De Staat hoeft horecabedrijven vooralsnog niet sneller extra subsidie (TVL) te geven voor hun vaste lasten. De voorzieningenrechter in Den Haag besliste dit vrijdag. De rechtbank heeft de zaak inhoudelijk niet behandeld, aangezien KHN de zaak bij de verkeerde rechter heeft doen voorkomen. Volgens de rechtbank hoort deze zaak niet thuis bij de voorzieningenrechter, maar bij de bestuursrechter.
Horecabedrijven hebben recht op TVL, omdat ze al langere tijd gesloten vanwege de lockdown. In december werd de regeling uitgebreid, zodat bedrijven die extra veel omzetverlies lijden ook extra steun krijgen. De steun laat echter langer op zich wachten dan gedacht, zo bleek begin dit jaar. Mogelijk wordt het geld pas vier maanden later gestort bij de rechthebbenden. KHN stapte hierop naar de rechter.

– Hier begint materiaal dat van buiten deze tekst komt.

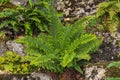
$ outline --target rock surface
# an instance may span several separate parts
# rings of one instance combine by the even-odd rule
[[[16,43],[12,40],[9,40],[6,42],[6,45],[8,47],[9,50],[24,56],[25,55],[25,51],[24,51],[24,46],[20,43]]]
[[[120,53],[120,39],[118,35],[112,36],[109,32],[96,32],[98,36],[103,37],[103,43],[96,51],[91,55],[92,62],[100,62],[100,61],[118,61],[120,57],[118,57]],[[115,33],[116,34],[116,33]]]

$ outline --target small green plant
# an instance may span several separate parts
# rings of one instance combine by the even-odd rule
[[[98,49],[102,41],[96,35],[86,32],[84,23],[87,18],[63,26],[56,16],[57,12],[51,9],[51,14],[49,34],[26,36],[16,41],[26,45],[31,65],[56,72],[74,68],[82,73],[80,61],[89,60],[90,54]]]
[[[102,17],[106,30],[114,33],[120,24],[120,2],[117,0],[102,2],[97,8],[97,17]]]
[[[12,0],[0,0],[0,5],[6,4]]]
[[[49,8],[48,2],[32,2],[32,0],[29,0],[27,6],[6,8],[0,12],[0,18],[3,18],[0,28],[8,27],[16,32],[23,29],[27,35],[33,35],[35,29],[48,32]]]
[[[120,80],[120,78],[107,78],[105,80]]]
[[[115,62],[111,62],[107,67],[119,67],[120,66],[120,61],[115,61]]]
[[[20,56],[11,51],[7,51],[4,56],[0,56],[0,70],[7,74],[27,74],[35,70],[35,67],[29,64],[25,56]]]

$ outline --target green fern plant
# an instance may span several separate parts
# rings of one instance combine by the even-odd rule
[[[103,25],[106,30],[111,33],[117,31],[120,25],[120,2],[119,1],[109,1],[102,2],[97,8],[97,17],[103,17]]]
[[[19,31],[24,29],[25,34],[32,35],[35,29],[48,32],[50,22],[50,5],[48,2],[32,2],[25,6],[17,6],[15,9],[6,8],[0,12],[0,18],[3,18],[0,28],[8,26]]]
[[[0,70],[5,73],[12,74],[28,74],[35,70],[34,66],[29,64],[25,56],[20,56],[12,51],[7,51],[3,56],[0,56]]]
[[[57,72],[74,68],[82,73],[79,61],[89,60],[90,54],[98,49],[101,40],[86,32],[84,23],[88,18],[63,26],[57,12],[51,9],[51,14],[49,34],[26,36],[16,41],[26,45],[31,65]]]

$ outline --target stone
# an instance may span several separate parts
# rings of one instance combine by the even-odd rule
[[[7,46],[5,42],[0,42],[0,56],[4,55],[4,53],[7,51]]]
[[[33,73],[31,73],[31,76],[32,76],[32,78],[37,78],[37,79],[40,79],[40,80],[53,80],[50,76],[48,76],[45,73],[33,72]]]
[[[85,80],[104,80],[106,70],[98,66],[85,68]]]
[[[9,50],[24,56],[25,55],[25,51],[24,51],[24,46],[20,43],[16,43],[13,40],[9,40],[6,42],[6,45],[8,47]]]

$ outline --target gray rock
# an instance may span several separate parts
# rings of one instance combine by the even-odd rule
[[[0,42],[0,56],[3,55],[7,50],[8,49],[5,42]]]
[[[25,55],[25,51],[24,51],[24,46],[20,43],[16,43],[12,40],[9,40],[6,42],[6,45],[8,47],[9,50],[19,54],[19,55]]]

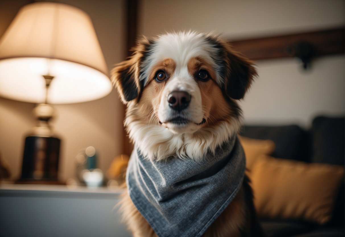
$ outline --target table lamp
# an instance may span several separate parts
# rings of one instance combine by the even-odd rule
[[[0,96],[37,104],[25,140],[21,181],[58,182],[60,140],[51,104],[85,102],[112,86],[91,19],[82,10],[39,2],[22,8],[0,39]]]

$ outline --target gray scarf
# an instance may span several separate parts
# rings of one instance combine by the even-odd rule
[[[135,206],[160,237],[198,237],[235,197],[245,160],[234,136],[201,160],[170,157],[156,161],[135,149],[126,182]]]

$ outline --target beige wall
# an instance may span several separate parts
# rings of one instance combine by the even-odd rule
[[[214,31],[229,39],[271,36],[344,25],[343,0],[143,0],[140,32]],[[256,63],[259,77],[241,102],[247,123],[296,123],[307,127],[319,114],[345,113],[343,55],[313,62]]]
[[[19,7],[31,1],[0,1],[0,36]],[[69,4],[91,17],[109,70],[124,57],[122,0],[49,1]],[[0,153],[9,163],[12,179],[20,176],[26,133],[33,125],[31,104],[0,98]],[[58,116],[52,123],[62,140],[60,177],[74,175],[75,157],[79,150],[95,146],[99,167],[106,170],[114,158],[121,153],[123,142],[123,110],[116,90],[100,99],[54,106]]]

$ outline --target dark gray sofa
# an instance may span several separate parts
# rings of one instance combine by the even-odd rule
[[[319,116],[308,130],[296,125],[246,125],[240,135],[273,141],[276,147],[272,155],[274,157],[344,166],[344,117]],[[264,231],[268,237],[345,236],[343,182],[336,199],[332,218],[325,225],[302,220],[261,218]]]

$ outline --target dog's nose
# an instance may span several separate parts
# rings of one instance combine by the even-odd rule
[[[173,91],[168,95],[168,103],[170,108],[180,112],[188,107],[191,98],[185,91]]]

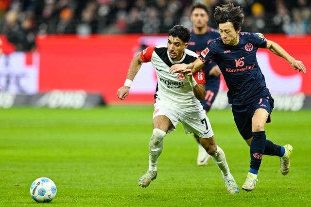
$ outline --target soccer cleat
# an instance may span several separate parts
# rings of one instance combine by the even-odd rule
[[[199,144],[197,164],[198,166],[206,165],[207,164],[207,161],[210,159],[210,155],[207,154],[202,145]]]
[[[252,173],[248,173],[246,179],[242,186],[242,189],[246,191],[251,191],[255,189],[256,186],[256,181],[258,180]]]
[[[238,185],[237,185],[233,176],[231,174],[229,175],[229,177],[224,179],[224,180],[225,181],[225,187],[227,188],[228,193],[235,194],[240,192]]]
[[[156,172],[149,170],[140,177],[138,180],[138,183],[139,186],[146,188],[149,185],[152,180],[155,180],[156,178]]]
[[[284,146],[287,152],[286,156],[280,158],[280,164],[281,166],[281,173],[283,175],[286,175],[290,171],[291,164],[290,163],[290,156],[293,154],[293,146],[291,144],[286,144]]]

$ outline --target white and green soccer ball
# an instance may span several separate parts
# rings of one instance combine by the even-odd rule
[[[30,187],[30,195],[37,202],[51,202],[56,195],[56,186],[47,177],[40,177]]]

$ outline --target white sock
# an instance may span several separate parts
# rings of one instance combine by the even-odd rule
[[[217,146],[217,150],[216,153],[211,155],[212,159],[214,162],[217,165],[218,168],[220,169],[223,175],[223,178],[225,179],[231,176],[230,174],[230,170],[228,166],[228,164],[225,160],[225,152],[219,146]]]
[[[249,172],[247,176],[248,176],[248,175],[250,175],[253,178],[257,179],[257,174],[254,174],[254,173],[250,173]]]
[[[154,129],[149,142],[149,170],[156,171],[156,163],[163,149],[163,140],[166,135],[166,132],[162,130]]]
[[[286,149],[284,147],[284,155],[283,155],[283,156],[282,156],[282,158],[286,158],[286,156],[287,156],[287,150],[286,150]]]

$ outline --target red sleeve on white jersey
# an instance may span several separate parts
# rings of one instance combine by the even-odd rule
[[[140,52],[140,57],[144,63],[151,61],[151,56],[155,48],[155,46],[150,46]]]
[[[200,69],[193,75],[196,82],[199,84],[205,83],[205,71],[204,68]]]

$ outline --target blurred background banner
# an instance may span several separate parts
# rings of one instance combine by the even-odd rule
[[[269,34],[266,38],[278,43],[296,59],[303,60],[307,68],[311,68],[311,35]],[[38,36],[35,52],[13,52],[1,56],[0,83],[5,91],[17,94],[83,90],[101,94],[109,104],[152,103],[157,80],[150,63],[143,64],[125,100],[120,101],[116,91],[134,56],[146,47],[165,45],[166,41],[165,35]],[[260,49],[257,57],[271,93],[311,96],[310,73],[303,75],[294,70],[266,49]],[[227,90],[223,80],[220,90]]]
[[[157,80],[150,63],[143,64],[126,100],[117,98],[117,90],[135,55],[166,45],[165,34],[174,25],[192,28],[190,8],[196,1],[207,6],[208,25],[217,28],[214,10],[228,1],[0,0],[0,86],[6,93],[0,101],[9,102],[3,99],[7,93],[82,90],[108,104],[152,104]],[[264,33],[311,68],[310,0],[230,1],[243,9],[242,32]],[[257,58],[270,92],[282,100],[276,109],[311,105],[311,73],[294,71],[266,49]],[[213,107],[227,107],[227,90],[222,79]]]

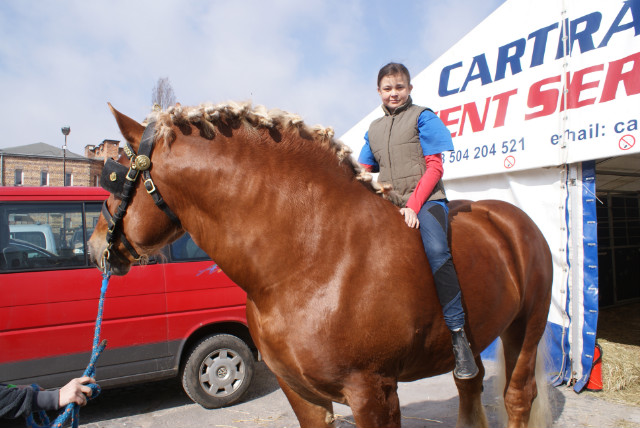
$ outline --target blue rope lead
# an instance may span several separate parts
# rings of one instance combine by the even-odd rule
[[[93,350],[91,351],[91,360],[89,360],[89,365],[87,369],[84,371],[84,376],[95,377],[96,374],[96,362],[104,348],[107,346],[107,341],[103,340],[100,342],[100,330],[102,327],[102,311],[104,309],[104,297],[107,293],[107,286],[109,285],[109,278],[111,277],[111,272],[106,272],[102,274],[102,287],[100,288],[100,303],[98,304],[98,316],[96,317],[96,327],[93,334]],[[97,383],[90,383],[87,385],[91,388],[91,397],[90,399],[96,398],[100,394],[100,385]],[[37,387],[37,385],[35,385]],[[40,422],[44,425],[36,424],[33,415],[29,415],[27,418],[27,426],[30,428],[61,428],[71,416],[71,426],[73,428],[78,428],[80,423],[80,406],[76,403],[69,403],[67,407],[65,407],[64,412],[62,412],[53,424],[49,423],[49,418],[47,417],[46,412],[40,411],[39,417]]]

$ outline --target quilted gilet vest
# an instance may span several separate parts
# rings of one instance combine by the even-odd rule
[[[427,108],[414,105],[409,98],[393,114],[385,106],[382,109],[384,116],[369,126],[369,146],[380,167],[378,181],[391,183],[400,196],[394,203],[404,207],[427,170],[418,134],[418,117]],[[427,200],[437,199],[446,199],[442,180]]]

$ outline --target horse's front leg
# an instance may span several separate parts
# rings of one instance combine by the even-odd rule
[[[480,371],[474,378],[458,379],[453,376],[460,396],[456,428],[488,428],[489,426],[482,406],[482,381],[485,370],[479,355],[476,357],[476,364]]]
[[[295,392],[279,376],[276,376],[280,388],[287,396],[293,412],[300,422],[300,428],[334,428],[333,403],[326,400],[321,405],[311,403]],[[323,401],[323,400],[319,400]]]
[[[353,374],[344,391],[357,427],[400,427],[400,400],[395,378],[374,373]]]

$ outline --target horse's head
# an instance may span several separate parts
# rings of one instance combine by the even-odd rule
[[[108,158],[101,185],[111,195],[105,201],[89,248],[91,258],[103,270],[124,275],[131,264],[144,261],[183,233],[180,221],[164,202],[152,180],[153,159],[164,149],[155,146],[155,122],[146,126],[123,115],[109,104],[126,140],[124,153]],[[155,149],[155,150],[154,150]],[[164,169],[164,168],[163,168]],[[154,179],[161,175],[156,168]]]

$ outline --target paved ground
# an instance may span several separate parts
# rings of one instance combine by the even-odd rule
[[[483,403],[492,427],[499,422],[495,369],[487,365]],[[401,384],[402,424],[405,428],[453,427],[458,397],[451,375]],[[578,395],[566,386],[549,391],[553,427],[640,428],[640,408]],[[348,407],[336,405],[337,426],[352,428]],[[177,380],[105,390],[80,412],[86,428],[295,428],[297,420],[275,378],[258,364],[245,400],[235,406],[206,410],[193,404]],[[0,427],[24,427],[22,421],[0,421]]]

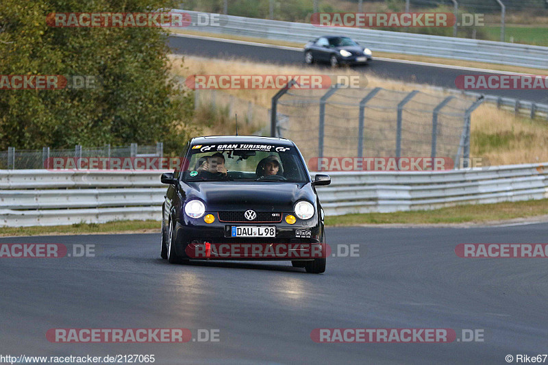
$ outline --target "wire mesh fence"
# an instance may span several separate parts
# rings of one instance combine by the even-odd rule
[[[47,164],[55,158],[136,158],[162,157],[164,144],[158,142],[155,146],[140,146],[132,143],[129,146],[102,147],[83,147],[79,144],[70,149],[54,149],[44,147],[41,150],[18,149],[8,147],[6,151],[0,151],[0,170],[22,170],[47,168]],[[51,166],[49,166],[51,167]]]
[[[439,157],[456,162],[469,158],[470,115],[481,102],[382,88],[289,88],[273,99],[273,134],[293,140],[307,162]]]

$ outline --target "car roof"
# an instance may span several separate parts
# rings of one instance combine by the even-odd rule
[[[351,37],[348,36],[321,36],[318,37],[319,38],[327,38],[327,39],[333,39],[333,38],[350,38],[352,39]]]
[[[204,136],[196,137],[190,141],[191,144],[207,144],[210,143],[275,143],[284,146],[295,144],[286,138],[260,137],[258,136]]]

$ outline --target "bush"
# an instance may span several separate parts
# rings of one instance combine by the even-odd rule
[[[51,12],[136,12],[171,8],[171,0],[3,0],[0,75],[99,76],[91,90],[0,92],[0,149],[153,144],[177,135],[179,149],[192,102],[170,80],[160,28],[51,27]]]

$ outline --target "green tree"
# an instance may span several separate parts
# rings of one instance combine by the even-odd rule
[[[188,138],[192,98],[170,78],[158,27],[52,27],[54,12],[140,12],[171,0],[3,0],[0,75],[98,76],[96,88],[0,90],[0,149]],[[162,10],[164,11],[164,10]]]

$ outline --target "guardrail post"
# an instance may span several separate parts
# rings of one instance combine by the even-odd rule
[[[49,168],[49,147],[42,147],[42,166]]]
[[[360,101],[360,117],[358,125],[358,157],[363,157],[364,151],[364,117],[365,105],[371,99],[380,91],[382,88],[375,88],[370,91],[366,96]]]
[[[457,36],[457,27],[458,27],[458,3],[457,2],[457,0],[452,0],[452,1],[453,1],[453,4],[455,5],[455,10],[454,10],[454,12],[455,12],[455,24],[453,25],[453,37],[456,37]]]
[[[337,84],[320,98],[320,121],[319,126],[318,128],[318,158],[321,158],[323,157],[323,138],[325,134],[323,131],[324,126],[325,124],[325,103],[331,96],[334,94],[337,90],[341,86],[340,84]]]
[[[434,109],[434,113],[432,114],[432,151],[430,153],[430,157],[432,158],[432,159],[436,157],[436,149],[438,144],[438,114],[440,113],[440,110],[447,105],[454,97],[447,97]]]
[[[396,158],[399,158],[401,154],[401,114],[403,111],[403,106],[419,92],[418,90],[414,90],[403,100],[398,104],[398,119],[396,127]]]
[[[15,147],[8,147],[8,168],[15,170]]]
[[[276,95],[272,97],[272,109],[271,110],[270,112],[270,136],[271,137],[275,137],[276,136],[276,118],[277,118],[277,104],[278,104],[278,99],[281,98],[286,92],[289,91],[289,89],[293,85],[295,85],[297,82],[294,79],[291,79],[289,82],[287,83],[287,85],[279,91],[276,92]]]

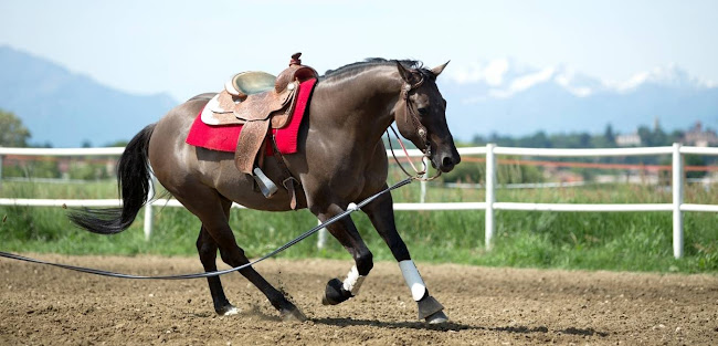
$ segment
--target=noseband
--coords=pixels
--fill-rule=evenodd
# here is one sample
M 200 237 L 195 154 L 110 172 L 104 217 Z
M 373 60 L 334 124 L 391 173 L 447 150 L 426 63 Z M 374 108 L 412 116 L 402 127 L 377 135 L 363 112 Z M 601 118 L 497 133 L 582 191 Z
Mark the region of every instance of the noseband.
M 424 153 L 425 157 L 431 156 L 431 145 L 429 144 L 427 139 L 427 132 L 426 127 L 421 124 L 421 120 L 419 119 L 419 114 L 411 106 L 411 102 L 409 102 L 409 92 L 419 88 L 422 84 L 424 84 L 424 76 L 422 75 L 419 82 L 411 84 L 411 83 L 404 83 L 403 87 L 401 88 L 401 98 L 404 99 L 404 105 L 406 109 L 406 122 L 411 119 L 411 122 L 414 125 L 414 129 L 416 130 L 416 135 L 419 136 L 419 139 L 421 143 L 424 144 L 425 149 L 422 150 Z
M 406 122 L 409 122 L 409 119 L 411 119 L 411 122 L 413 123 L 414 128 L 416 130 L 416 135 L 419 136 L 419 139 L 424 144 L 424 149 L 423 150 L 420 149 L 420 150 L 422 151 L 422 154 L 424 155 L 425 158 L 431 159 L 431 144 L 429 143 L 429 139 L 427 139 L 426 127 L 421 124 L 421 120 L 419 119 L 418 112 L 414 111 L 414 108 L 411 107 L 410 102 L 409 102 L 409 92 L 420 87 L 422 84 L 424 84 L 424 76 L 423 75 L 421 76 L 421 80 L 419 80 L 419 82 L 416 82 L 414 84 L 404 83 L 404 85 L 401 88 L 401 98 L 404 101 L 404 105 L 405 105 L 405 112 L 406 112 L 406 115 L 408 115 L 406 116 Z M 420 180 L 420 181 L 434 180 L 434 179 L 439 178 L 439 176 L 441 176 L 441 170 L 436 170 L 435 176 L 433 176 L 431 178 L 426 178 L 425 175 L 426 175 L 426 171 L 427 171 L 429 167 L 426 166 L 426 162 L 423 159 L 421 160 L 421 162 L 423 165 L 423 169 L 422 170 L 416 169 L 414 164 L 411 161 L 411 158 L 409 157 L 409 153 L 406 151 L 406 147 L 402 143 L 401 137 L 399 136 L 399 134 L 397 134 L 397 130 L 394 129 L 393 125 L 390 125 L 389 128 L 391 128 L 391 130 L 394 133 L 394 136 L 397 137 L 397 140 L 399 141 L 399 145 L 404 150 L 404 155 L 406 156 L 406 160 L 409 161 L 411 167 L 416 172 L 416 176 L 412 176 L 401 165 L 401 162 L 397 158 L 397 155 L 394 155 L 394 148 L 391 146 L 391 136 L 389 135 L 389 129 L 387 129 L 387 141 L 389 143 L 389 148 L 391 149 L 391 155 L 394 157 L 394 160 L 397 161 L 397 165 L 399 165 L 399 168 L 401 168 L 401 170 L 403 170 L 404 174 L 406 174 L 406 176 L 411 177 L 411 179 Z

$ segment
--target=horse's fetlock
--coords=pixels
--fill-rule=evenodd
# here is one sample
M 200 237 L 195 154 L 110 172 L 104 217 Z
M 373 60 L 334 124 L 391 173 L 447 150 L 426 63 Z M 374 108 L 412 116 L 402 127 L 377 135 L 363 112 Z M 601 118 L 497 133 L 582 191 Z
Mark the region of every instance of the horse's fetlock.
M 373 254 L 371 251 L 367 251 L 366 253 L 357 255 L 355 262 L 357 263 L 359 275 L 369 275 L 371 269 L 374 268 Z

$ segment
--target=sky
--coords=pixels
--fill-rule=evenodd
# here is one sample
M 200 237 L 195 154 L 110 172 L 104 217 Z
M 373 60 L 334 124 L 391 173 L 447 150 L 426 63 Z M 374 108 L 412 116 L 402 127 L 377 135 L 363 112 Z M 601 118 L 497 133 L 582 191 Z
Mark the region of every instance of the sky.
M 671 64 L 718 82 L 718 1 L 0 0 L 0 45 L 134 94 L 178 101 L 232 74 L 323 73 L 371 56 L 447 75 L 477 61 L 569 65 L 608 82 Z M 453 72 L 452 72 L 453 70 Z

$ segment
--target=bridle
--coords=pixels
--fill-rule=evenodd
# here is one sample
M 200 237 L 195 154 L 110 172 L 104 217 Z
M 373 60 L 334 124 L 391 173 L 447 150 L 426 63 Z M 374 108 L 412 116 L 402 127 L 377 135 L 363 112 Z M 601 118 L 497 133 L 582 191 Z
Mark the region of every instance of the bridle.
M 389 128 L 391 128 L 391 132 L 394 133 L 394 136 L 397 137 L 397 140 L 399 141 L 399 145 L 401 146 L 401 148 L 404 151 L 404 155 L 406 156 L 406 160 L 409 161 L 409 164 L 411 165 L 411 168 L 415 172 L 415 176 L 413 176 L 409 171 L 406 171 L 406 169 L 404 169 L 404 167 L 401 165 L 401 162 L 397 158 L 397 155 L 394 154 L 394 148 L 391 145 L 391 136 L 389 134 L 389 128 L 387 128 L 387 141 L 389 143 L 389 148 L 391 150 L 391 156 L 393 156 L 394 161 L 397 161 L 397 165 L 399 165 L 399 168 L 401 168 L 401 170 L 406 176 L 411 177 L 411 179 L 413 179 L 413 180 L 430 181 L 430 180 L 434 180 L 434 179 L 439 178 L 439 176 L 441 176 L 441 170 L 436 170 L 436 175 L 431 177 L 431 178 L 425 177 L 429 167 L 426 166 L 426 161 L 423 158 L 431 159 L 431 144 L 429 143 L 429 139 L 427 139 L 427 134 L 429 133 L 426 130 L 426 127 L 423 124 L 421 124 L 421 120 L 419 119 L 418 112 L 414 109 L 414 107 L 411 106 L 411 102 L 409 101 L 409 93 L 411 91 L 413 91 L 413 90 L 419 88 L 422 84 L 424 84 L 424 76 L 421 75 L 421 73 L 419 75 L 421 76 L 421 78 L 416 83 L 412 84 L 410 82 L 406 82 L 406 83 L 404 83 L 402 85 L 400 96 L 401 96 L 401 99 L 404 101 L 404 109 L 405 109 L 405 113 L 406 113 L 405 122 L 409 122 L 411 119 L 411 122 L 413 124 L 413 127 L 414 127 L 414 129 L 416 132 L 416 136 L 419 136 L 419 139 L 421 140 L 421 143 L 424 144 L 424 149 L 420 148 L 420 150 L 423 154 L 423 157 L 422 157 L 422 160 L 421 160 L 423 168 L 421 170 L 416 169 L 416 166 L 414 166 L 414 162 L 411 161 L 411 158 L 409 157 L 409 153 L 406 151 L 406 147 L 402 143 L 401 137 L 399 136 L 399 134 L 397 134 L 397 130 L 394 129 L 393 125 L 389 125 Z

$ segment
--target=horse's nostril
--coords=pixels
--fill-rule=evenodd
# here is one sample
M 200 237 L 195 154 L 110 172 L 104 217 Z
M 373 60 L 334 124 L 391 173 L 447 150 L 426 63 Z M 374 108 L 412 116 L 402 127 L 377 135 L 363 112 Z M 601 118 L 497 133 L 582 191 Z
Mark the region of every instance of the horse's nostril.
M 452 167 L 452 166 L 454 166 L 454 162 L 452 161 L 452 158 L 451 158 L 451 157 L 446 156 L 446 157 L 444 157 L 444 159 L 442 160 L 442 165 L 443 165 L 444 167 Z

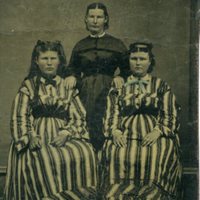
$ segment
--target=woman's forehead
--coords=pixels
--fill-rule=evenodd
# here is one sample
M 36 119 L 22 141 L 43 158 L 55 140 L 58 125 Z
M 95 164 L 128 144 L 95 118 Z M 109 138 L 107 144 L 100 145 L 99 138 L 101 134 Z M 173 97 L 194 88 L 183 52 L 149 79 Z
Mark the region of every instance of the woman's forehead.
M 58 52 L 52 50 L 39 51 L 39 56 L 58 56 Z
M 88 10 L 88 15 L 104 15 L 104 10 L 101 8 L 91 8 Z

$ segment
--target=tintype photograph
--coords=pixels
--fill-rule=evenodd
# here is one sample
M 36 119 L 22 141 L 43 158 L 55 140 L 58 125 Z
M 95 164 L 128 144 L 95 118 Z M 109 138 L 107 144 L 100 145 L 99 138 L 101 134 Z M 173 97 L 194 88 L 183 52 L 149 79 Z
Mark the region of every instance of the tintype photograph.
M 198 0 L 0 0 L 0 200 L 198 199 Z

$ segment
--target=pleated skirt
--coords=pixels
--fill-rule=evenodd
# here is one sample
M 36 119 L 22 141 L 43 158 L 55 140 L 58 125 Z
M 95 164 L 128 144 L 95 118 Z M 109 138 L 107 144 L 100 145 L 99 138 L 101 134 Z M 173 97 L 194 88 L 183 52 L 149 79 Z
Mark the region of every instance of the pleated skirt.
M 11 145 L 5 200 L 93 199 L 96 186 L 96 156 L 88 142 L 74 139 L 64 147 L 20 153 Z
M 178 143 L 161 137 L 152 146 L 128 140 L 120 148 L 107 140 L 101 170 L 104 199 L 176 199 L 182 173 Z

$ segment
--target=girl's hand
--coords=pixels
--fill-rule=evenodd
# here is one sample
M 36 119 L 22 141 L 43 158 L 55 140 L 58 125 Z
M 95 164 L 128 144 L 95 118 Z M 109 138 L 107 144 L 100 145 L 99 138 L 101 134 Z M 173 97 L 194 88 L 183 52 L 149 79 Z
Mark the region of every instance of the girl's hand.
M 56 136 L 51 144 L 56 147 L 65 145 L 65 142 L 70 138 L 71 134 L 67 130 L 59 131 L 59 135 Z
M 118 147 L 126 146 L 126 137 L 122 134 L 119 129 L 116 129 L 112 133 L 113 135 L 113 143 Z
M 160 131 L 154 129 L 152 132 L 147 134 L 142 140 L 142 146 L 151 146 L 160 137 Z
M 30 137 L 29 149 L 31 151 L 41 149 L 41 139 L 38 136 Z
M 73 89 L 76 86 L 76 78 L 74 76 L 67 77 L 65 81 L 67 89 Z
M 113 85 L 114 87 L 116 87 L 117 89 L 121 89 L 122 86 L 124 84 L 124 79 L 121 77 L 121 76 L 116 76 L 114 79 L 113 79 Z

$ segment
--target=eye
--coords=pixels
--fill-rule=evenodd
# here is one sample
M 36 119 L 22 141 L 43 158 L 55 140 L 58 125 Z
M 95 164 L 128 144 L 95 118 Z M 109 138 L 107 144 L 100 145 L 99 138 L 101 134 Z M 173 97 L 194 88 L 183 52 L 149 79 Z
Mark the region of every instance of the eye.
M 48 60 L 48 57 L 41 57 L 41 60 Z
M 57 59 L 57 57 L 51 57 L 51 60 L 56 60 Z
M 137 60 L 136 57 L 130 57 L 130 60 Z

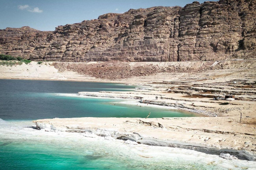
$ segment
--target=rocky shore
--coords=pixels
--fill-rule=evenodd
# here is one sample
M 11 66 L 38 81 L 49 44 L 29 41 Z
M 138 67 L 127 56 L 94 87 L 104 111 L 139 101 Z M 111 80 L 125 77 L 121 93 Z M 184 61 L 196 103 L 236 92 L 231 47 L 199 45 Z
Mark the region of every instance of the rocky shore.
M 228 120 L 223 118 L 82 118 L 33 122 L 41 130 L 80 133 L 86 137 L 100 136 L 107 140 L 123 140 L 131 144 L 178 147 L 221 154 L 228 159 L 256 161 L 256 126 L 245 126 L 232 118 Z

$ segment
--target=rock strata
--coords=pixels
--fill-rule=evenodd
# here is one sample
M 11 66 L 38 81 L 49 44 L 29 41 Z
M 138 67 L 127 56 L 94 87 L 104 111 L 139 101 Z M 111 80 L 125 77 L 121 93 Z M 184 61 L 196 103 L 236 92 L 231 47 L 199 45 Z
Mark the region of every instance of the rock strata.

KHN vindt een snelle betaling nodig, aangezien veel horecaondernemers de rekeningen niet kunnen betalen. De rechtbank oordeelde als volgt: "Koninklijke Horeca Nederland komt niet op voor een eigen belang, maar voor een collectief belang, dat bestaat uit de bundeling van individuele belangen van horecaondernemers. Voor de bescherming van die individuele belangen kunnen de ondernemers terecht bij de bestuursrechter en dus niet bij de civiele rechter."
KHN besloot onlangs ook om naar de rechter te stappen vanwege de gedwongen sluiting van de horeca. De organisatie wil zien dat de gedwongen sluiting van cafés en restaurants wordt opgeheven. Deze zaak loopt nog.